Expanded Range of Cytospora Canker of Black Cherry. B. Towers, Pennsylvania Department of Environmental Resources, Middletown 17057-5080. E. M. Blumenthal, Pennsylvania Department of Environmental Resources, Middletown 17057-5080; R. Acciavatti and M. Mielke, USDA Forest Service, S & PF, Morgantown, WV 26505; C. Haynes, West Virginia Department of Agriculture, Charleston 25305; and R. Dekker, Maryland Department of Agriculture, Cumberland 21501. Plant Dis. 70:259. Accepted for publication 8 November 1985. Copyright 1986 The American Phytopathological Society. DOI: 10.1094/PD-70-259e.

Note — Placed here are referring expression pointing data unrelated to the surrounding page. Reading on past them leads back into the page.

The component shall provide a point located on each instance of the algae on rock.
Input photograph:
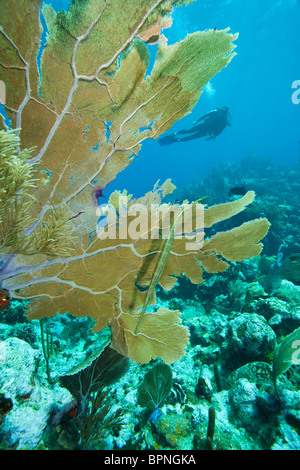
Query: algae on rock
(87, 115)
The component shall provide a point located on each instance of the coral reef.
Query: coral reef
(84, 132)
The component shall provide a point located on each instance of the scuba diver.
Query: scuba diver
(210, 126)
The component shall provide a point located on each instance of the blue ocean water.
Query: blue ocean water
(233, 319)
(256, 86)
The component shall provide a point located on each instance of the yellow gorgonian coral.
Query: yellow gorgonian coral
(87, 115)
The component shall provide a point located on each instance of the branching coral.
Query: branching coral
(87, 116)
(16, 180)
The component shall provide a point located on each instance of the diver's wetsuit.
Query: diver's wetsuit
(210, 126)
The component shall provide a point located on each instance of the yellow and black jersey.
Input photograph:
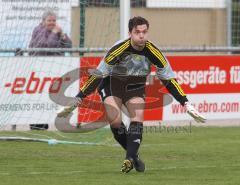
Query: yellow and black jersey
(123, 60)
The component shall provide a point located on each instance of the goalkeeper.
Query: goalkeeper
(121, 78)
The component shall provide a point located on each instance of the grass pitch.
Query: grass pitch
(204, 156)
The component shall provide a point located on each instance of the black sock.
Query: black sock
(134, 139)
(120, 135)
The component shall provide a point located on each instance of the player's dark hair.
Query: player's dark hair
(135, 21)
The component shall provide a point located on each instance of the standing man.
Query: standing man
(122, 79)
(48, 34)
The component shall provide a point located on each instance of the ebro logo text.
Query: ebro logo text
(34, 84)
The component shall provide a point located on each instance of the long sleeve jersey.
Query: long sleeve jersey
(123, 60)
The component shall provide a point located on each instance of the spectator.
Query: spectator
(48, 34)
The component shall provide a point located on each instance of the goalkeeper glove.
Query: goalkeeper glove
(194, 113)
(65, 111)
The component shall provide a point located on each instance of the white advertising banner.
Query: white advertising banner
(212, 106)
(26, 86)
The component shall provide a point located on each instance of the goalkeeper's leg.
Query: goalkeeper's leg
(135, 108)
(113, 109)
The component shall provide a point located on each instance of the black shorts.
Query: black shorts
(124, 87)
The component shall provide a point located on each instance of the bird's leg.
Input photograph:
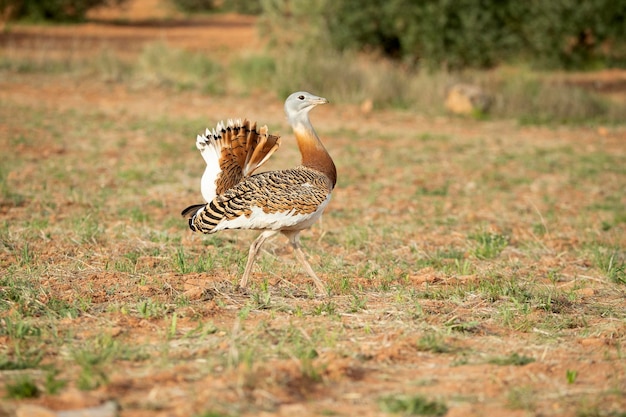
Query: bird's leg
(254, 251)
(294, 239)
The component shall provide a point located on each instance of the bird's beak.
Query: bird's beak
(319, 100)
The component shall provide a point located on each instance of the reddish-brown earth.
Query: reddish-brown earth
(376, 351)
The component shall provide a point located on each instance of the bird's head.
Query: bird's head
(298, 105)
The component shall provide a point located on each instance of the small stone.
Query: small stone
(467, 99)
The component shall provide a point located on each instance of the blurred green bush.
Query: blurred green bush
(456, 34)
(51, 10)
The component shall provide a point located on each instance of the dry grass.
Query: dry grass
(472, 266)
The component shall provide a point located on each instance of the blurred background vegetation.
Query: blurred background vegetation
(403, 53)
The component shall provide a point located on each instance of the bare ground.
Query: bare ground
(375, 351)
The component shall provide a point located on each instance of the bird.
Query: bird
(282, 201)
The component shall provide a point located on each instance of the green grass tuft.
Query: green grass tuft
(412, 405)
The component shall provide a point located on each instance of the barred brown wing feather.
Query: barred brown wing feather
(266, 200)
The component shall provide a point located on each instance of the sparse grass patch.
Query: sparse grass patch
(412, 405)
(611, 262)
(488, 245)
(22, 387)
(464, 238)
(93, 360)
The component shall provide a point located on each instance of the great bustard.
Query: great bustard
(286, 201)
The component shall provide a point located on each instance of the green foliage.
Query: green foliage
(52, 10)
(194, 6)
(465, 33)
(251, 7)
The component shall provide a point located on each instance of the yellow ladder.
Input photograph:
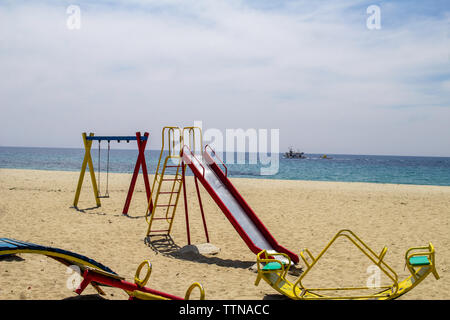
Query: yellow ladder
(160, 217)
(161, 224)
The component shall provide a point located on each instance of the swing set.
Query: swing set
(87, 162)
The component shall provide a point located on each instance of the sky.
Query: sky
(311, 69)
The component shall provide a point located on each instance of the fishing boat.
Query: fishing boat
(291, 154)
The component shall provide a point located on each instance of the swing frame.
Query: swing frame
(140, 162)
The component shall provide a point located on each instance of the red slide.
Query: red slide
(232, 204)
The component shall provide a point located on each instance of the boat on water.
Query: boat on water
(291, 154)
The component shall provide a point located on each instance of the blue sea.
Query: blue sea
(341, 167)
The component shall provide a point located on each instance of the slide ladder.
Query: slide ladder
(168, 179)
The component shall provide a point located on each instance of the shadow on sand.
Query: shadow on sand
(165, 245)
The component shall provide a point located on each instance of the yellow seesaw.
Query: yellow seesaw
(419, 260)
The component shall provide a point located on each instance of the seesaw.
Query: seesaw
(420, 262)
(95, 273)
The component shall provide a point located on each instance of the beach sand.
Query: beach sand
(36, 206)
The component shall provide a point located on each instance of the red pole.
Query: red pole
(183, 170)
(139, 161)
(144, 171)
(201, 209)
(90, 276)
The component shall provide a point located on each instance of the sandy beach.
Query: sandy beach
(36, 206)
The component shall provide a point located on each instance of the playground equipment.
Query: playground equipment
(87, 161)
(419, 260)
(161, 214)
(215, 181)
(95, 273)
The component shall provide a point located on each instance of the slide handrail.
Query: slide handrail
(214, 153)
(193, 156)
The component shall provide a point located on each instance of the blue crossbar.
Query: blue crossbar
(117, 138)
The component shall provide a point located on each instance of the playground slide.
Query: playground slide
(233, 205)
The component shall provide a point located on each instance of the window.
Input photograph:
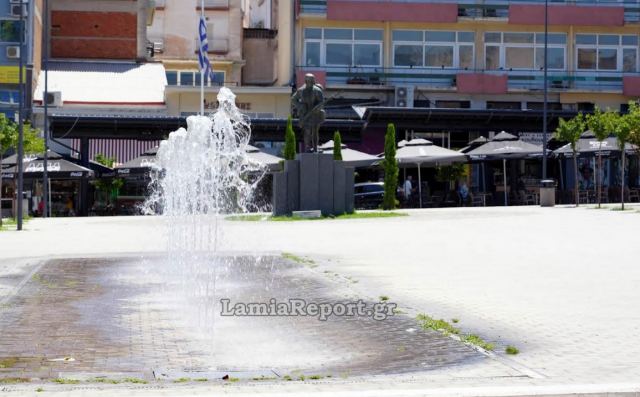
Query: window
(504, 105)
(192, 78)
(607, 52)
(172, 78)
(339, 54)
(524, 51)
(453, 104)
(407, 55)
(433, 48)
(342, 47)
(10, 31)
(186, 78)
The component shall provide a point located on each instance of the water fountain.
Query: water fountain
(201, 174)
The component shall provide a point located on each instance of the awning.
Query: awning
(588, 145)
(505, 146)
(350, 157)
(105, 83)
(56, 169)
(154, 126)
(462, 120)
(419, 151)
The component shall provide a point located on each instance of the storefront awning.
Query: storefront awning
(151, 126)
(462, 120)
(104, 83)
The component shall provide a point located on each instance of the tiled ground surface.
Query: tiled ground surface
(123, 317)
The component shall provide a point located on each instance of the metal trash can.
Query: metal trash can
(547, 193)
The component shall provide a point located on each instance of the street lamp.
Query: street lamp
(45, 99)
(20, 122)
(544, 106)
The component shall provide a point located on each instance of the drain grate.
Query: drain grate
(211, 374)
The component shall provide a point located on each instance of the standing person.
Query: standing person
(408, 189)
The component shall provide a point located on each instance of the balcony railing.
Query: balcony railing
(446, 78)
(490, 8)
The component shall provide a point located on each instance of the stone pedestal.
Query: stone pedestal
(314, 181)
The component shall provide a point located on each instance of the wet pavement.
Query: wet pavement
(129, 318)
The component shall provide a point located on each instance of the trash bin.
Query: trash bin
(547, 193)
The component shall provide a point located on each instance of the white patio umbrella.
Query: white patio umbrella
(502, 147)
(421, 151)
(270, 161)
(351, 157)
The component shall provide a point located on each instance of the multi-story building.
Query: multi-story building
(246, 51)
(10, 14)
(452, 70)
(103, 96)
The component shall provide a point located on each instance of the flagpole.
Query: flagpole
(202, 69)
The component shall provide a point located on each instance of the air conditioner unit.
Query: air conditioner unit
(158, 46)
(15, 10)
(404, 97)
(54, 98)
(13, 52)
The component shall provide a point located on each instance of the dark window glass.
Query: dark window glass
(10, 31)
(172, 78)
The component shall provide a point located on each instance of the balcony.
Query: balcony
(446, 79)
(216, 45)
(215, 4)
(492, 8)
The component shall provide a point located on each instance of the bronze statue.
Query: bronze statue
(308, 104)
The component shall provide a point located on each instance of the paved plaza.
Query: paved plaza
(560, 284)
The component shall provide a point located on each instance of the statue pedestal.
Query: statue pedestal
(313, 181)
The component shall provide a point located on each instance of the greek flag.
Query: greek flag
(205, 65)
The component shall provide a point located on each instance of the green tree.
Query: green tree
(105, 160)
(633, 118)
(32, 142)
(597, 124)
(621, 128)
(390, 166)
(570, 131)
(289, 141)
(337, 146)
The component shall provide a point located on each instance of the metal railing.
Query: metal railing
(447, 78)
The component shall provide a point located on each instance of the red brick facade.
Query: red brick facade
(96, 35)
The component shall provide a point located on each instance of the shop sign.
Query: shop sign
(10, 75)
(39, 167)
(534, 137)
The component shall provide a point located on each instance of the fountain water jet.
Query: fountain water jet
(201, 174)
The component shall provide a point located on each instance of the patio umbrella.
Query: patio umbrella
(505, 146)
(472, 145)
(589, 145)
(268, 160)
(420, 151)
(56, 168)
(351, 157)
(139, 165)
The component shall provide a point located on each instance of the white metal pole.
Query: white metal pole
(504, 178)
(419, 185)
(203, 54)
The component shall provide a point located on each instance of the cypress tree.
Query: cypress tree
(289, 141)
(390, 169)
(337, 146)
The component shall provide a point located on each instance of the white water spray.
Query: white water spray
(202, 173)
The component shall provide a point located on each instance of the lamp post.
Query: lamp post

A canker disease resulting in upper crown branch mortality of black cherry (Prunus serotina Ehrh.) caused by Cytospora leucostoma Fr. was first described from western Pennsylvania in 1962. Before 1985, the disease was known only from Bedford, Blair, Cambria, Elk, Forest, Indiana, Lackawanna, McKean, Somerset, and Venango counties in Pennsylvania. Aerial surveys, with subsequent ground verification and fungal isolations, conducted in 1985 expanded the known range of this disease to include Centre, Clarion, Clearfield, Fayette, Jefferson, Warren, and Westmoreland counties in Pennsylvania; Barbour, Grant, Mineral, Monongalia, Preston, Randolph, Tucker, and Webster counties in West Virginia; and Allegheny and Garrett counties in Maryland.